Test extraction enables the user to test the extraction results without running the entire batch. By running the test extraction the user can evaluate the result for the particular input at the same time verify which kind of extraction is best suited for the particular document type.
Steps to run Test Extraction
To begin with test Extraction we need to upload an image from the batch class screen either by dropping a file or clicking on the link Upload Test Extraction File(s) located at the bottom of the screen. Uploaded image can be a single page or multipage tif/tiff or a pdf file.
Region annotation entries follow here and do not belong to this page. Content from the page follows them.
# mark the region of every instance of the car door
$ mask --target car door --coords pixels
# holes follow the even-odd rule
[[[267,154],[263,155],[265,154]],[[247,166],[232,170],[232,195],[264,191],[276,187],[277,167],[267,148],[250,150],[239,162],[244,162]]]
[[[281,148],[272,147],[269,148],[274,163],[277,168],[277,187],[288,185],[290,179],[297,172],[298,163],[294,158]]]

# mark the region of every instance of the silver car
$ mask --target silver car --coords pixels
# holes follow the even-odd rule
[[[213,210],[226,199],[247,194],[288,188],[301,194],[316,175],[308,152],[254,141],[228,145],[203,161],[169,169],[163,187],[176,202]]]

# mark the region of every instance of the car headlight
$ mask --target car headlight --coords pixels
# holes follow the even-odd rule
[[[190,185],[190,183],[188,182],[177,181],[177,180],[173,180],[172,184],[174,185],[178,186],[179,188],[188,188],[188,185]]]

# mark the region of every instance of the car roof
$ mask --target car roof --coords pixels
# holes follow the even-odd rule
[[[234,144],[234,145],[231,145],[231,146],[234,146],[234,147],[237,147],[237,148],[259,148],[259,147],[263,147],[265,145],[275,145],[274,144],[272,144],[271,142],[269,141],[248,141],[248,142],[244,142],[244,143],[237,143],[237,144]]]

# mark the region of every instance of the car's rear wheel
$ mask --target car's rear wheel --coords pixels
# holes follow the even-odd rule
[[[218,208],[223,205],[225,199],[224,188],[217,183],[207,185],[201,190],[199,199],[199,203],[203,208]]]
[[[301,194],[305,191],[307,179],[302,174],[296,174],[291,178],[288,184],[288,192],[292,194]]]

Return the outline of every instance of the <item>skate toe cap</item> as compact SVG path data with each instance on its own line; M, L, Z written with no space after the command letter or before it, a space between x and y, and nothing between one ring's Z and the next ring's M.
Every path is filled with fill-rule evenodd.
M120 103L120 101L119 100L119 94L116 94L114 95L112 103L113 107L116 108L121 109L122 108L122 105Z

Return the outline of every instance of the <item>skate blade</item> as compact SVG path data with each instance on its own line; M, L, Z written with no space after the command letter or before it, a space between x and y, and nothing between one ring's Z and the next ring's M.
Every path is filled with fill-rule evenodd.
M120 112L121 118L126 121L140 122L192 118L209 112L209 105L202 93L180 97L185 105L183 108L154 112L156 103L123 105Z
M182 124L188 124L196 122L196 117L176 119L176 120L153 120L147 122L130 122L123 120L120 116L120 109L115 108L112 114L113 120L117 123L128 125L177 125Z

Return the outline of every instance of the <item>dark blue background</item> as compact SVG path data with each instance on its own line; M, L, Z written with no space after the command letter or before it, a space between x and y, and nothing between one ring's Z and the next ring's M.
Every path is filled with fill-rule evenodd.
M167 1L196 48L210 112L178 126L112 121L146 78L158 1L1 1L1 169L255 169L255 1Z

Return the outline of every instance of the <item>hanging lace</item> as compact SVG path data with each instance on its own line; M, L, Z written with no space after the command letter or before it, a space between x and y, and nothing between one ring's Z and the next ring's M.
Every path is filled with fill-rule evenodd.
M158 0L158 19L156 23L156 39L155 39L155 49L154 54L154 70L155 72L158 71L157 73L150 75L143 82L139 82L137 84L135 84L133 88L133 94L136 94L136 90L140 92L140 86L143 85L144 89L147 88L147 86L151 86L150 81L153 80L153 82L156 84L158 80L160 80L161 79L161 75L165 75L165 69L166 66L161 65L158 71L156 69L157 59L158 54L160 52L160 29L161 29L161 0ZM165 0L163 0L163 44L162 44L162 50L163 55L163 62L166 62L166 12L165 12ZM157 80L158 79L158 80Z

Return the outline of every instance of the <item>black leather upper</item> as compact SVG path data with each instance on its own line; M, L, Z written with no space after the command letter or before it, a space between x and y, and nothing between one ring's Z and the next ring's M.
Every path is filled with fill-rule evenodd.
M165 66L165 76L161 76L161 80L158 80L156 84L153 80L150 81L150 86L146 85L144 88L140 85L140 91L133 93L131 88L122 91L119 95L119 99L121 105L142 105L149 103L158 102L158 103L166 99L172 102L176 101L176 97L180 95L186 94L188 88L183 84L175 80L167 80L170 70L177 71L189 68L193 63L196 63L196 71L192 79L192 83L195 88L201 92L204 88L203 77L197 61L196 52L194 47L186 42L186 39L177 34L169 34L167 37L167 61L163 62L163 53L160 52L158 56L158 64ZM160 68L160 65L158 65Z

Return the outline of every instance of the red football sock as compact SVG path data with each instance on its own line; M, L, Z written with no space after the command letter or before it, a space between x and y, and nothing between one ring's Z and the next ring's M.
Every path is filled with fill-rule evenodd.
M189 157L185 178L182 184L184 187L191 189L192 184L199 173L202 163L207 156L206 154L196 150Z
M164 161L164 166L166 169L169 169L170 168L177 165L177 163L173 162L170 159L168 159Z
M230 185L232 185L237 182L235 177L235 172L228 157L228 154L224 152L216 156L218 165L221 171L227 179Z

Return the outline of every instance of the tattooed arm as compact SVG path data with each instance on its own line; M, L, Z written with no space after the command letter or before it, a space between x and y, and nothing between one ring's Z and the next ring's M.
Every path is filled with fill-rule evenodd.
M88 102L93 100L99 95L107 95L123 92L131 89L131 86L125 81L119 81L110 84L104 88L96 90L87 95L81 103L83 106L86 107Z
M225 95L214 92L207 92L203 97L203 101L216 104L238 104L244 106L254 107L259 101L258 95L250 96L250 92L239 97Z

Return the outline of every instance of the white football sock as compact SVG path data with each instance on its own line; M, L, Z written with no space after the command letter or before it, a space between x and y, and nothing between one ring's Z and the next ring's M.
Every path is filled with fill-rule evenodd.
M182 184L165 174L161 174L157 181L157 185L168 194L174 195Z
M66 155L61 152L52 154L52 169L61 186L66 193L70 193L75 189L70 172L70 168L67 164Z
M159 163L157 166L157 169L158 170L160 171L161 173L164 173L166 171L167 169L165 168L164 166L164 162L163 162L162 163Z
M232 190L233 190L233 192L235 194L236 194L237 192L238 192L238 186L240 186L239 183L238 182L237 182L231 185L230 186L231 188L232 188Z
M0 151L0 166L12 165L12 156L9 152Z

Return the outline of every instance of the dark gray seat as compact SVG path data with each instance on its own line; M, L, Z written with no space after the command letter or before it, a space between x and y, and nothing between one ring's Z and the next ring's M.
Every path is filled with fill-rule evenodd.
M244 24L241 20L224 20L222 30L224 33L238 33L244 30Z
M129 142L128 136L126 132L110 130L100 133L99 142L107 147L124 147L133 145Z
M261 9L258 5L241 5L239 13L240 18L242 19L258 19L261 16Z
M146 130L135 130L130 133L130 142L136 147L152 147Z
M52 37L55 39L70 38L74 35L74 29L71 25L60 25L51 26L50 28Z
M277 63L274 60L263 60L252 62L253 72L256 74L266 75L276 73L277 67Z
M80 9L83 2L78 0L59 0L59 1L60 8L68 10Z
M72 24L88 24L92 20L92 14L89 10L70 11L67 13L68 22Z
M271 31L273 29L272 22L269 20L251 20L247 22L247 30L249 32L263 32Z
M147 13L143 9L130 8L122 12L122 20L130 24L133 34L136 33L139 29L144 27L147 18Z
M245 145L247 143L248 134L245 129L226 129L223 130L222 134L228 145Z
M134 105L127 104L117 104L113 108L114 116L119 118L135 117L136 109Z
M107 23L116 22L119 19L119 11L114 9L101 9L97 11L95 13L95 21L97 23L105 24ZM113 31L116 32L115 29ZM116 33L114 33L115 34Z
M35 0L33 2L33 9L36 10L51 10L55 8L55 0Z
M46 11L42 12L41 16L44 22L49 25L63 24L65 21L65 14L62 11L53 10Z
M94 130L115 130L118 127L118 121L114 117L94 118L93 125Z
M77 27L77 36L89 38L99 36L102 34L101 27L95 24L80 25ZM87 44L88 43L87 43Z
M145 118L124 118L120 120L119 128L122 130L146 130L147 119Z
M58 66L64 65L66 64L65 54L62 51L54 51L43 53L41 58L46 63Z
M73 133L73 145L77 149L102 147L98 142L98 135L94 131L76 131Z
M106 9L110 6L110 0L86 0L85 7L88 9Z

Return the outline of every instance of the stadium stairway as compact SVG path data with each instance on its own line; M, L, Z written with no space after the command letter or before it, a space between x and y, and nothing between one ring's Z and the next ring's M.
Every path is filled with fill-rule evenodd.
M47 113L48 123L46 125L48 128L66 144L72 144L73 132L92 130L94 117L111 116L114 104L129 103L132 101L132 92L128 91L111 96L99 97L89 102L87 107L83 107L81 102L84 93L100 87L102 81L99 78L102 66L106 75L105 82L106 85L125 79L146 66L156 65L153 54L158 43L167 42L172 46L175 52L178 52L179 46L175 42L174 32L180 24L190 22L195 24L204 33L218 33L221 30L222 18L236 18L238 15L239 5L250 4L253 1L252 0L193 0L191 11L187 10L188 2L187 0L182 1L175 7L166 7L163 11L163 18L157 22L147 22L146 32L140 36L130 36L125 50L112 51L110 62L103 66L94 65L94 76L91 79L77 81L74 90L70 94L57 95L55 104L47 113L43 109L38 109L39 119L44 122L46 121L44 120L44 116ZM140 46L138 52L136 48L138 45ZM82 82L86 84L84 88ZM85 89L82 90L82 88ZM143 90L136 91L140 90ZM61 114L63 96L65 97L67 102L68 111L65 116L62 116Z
Test extraction can be run for different extraction plugins by altering only two properties Classification Types and Extraction Plugins. Test extraction requires the input document to undergo operations configured in Document Assembly and Page Processing plugin for the selected classification type. It supports three kinds of classifications
For instance on selecting ImageClassification in the Classification drop down, the Document Assembler and Page Process Plugin would perform only those operations that are necessary for Image Classification only, if the scripts are configured for both the modules it would be executed at the same time.
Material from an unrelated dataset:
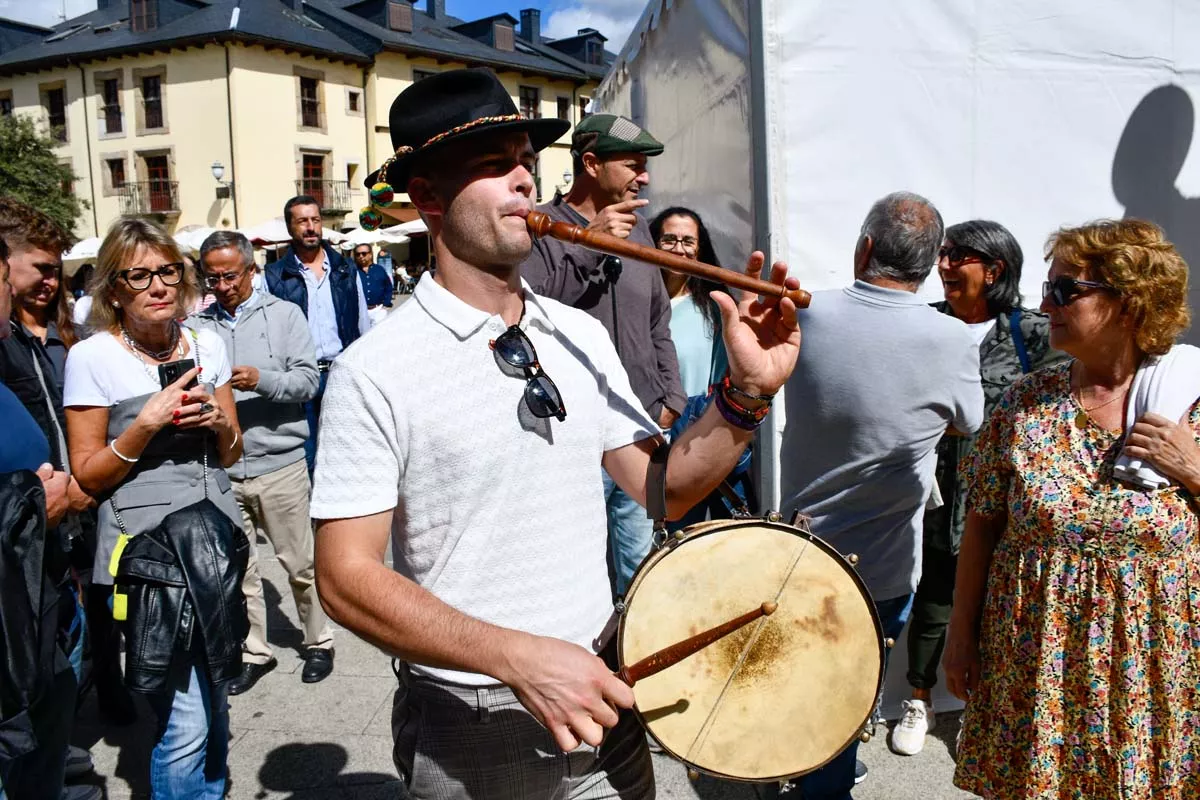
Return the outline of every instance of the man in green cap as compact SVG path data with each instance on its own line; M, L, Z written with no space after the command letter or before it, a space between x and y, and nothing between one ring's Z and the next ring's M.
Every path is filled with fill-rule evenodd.
M662 143L640 125L616 114L593 114L571 138L575 182L563 197L538 206L554 221L654 247L650 228L637 210L650 182L646 162ZM650 419L668 429L688 397L671 339L671 297L659 269L634 259L604 255L556 239L535 239L521 273L540 295L581 308L604 324L629 373L634 393ZM653 524L646 511L605 474L610 558L617 595L650 548Z

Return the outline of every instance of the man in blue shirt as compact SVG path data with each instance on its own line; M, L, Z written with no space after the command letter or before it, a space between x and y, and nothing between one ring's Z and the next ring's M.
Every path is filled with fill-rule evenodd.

So to run the test extraction one needs to configure all the relevant plugins in both the modules for the batch class.
Extraction Plugins can be selected from among the following to carry out the extraction on the input document.
- Recostar Extraction
- Barcode Extraction
- Regular Regex Extraction
- Key Value Extraction
- Table Extraction
- Extraction Scripting Plugin
Extraction plugins appearing in the text box are the ones configured for the particular batch class based on the order of execution. To run test extraction we need to select the Plugins from the multiple selection box. One or many plugins can be selected to perform operation on the input document and their order of execution will be based on the order defined in the batch class.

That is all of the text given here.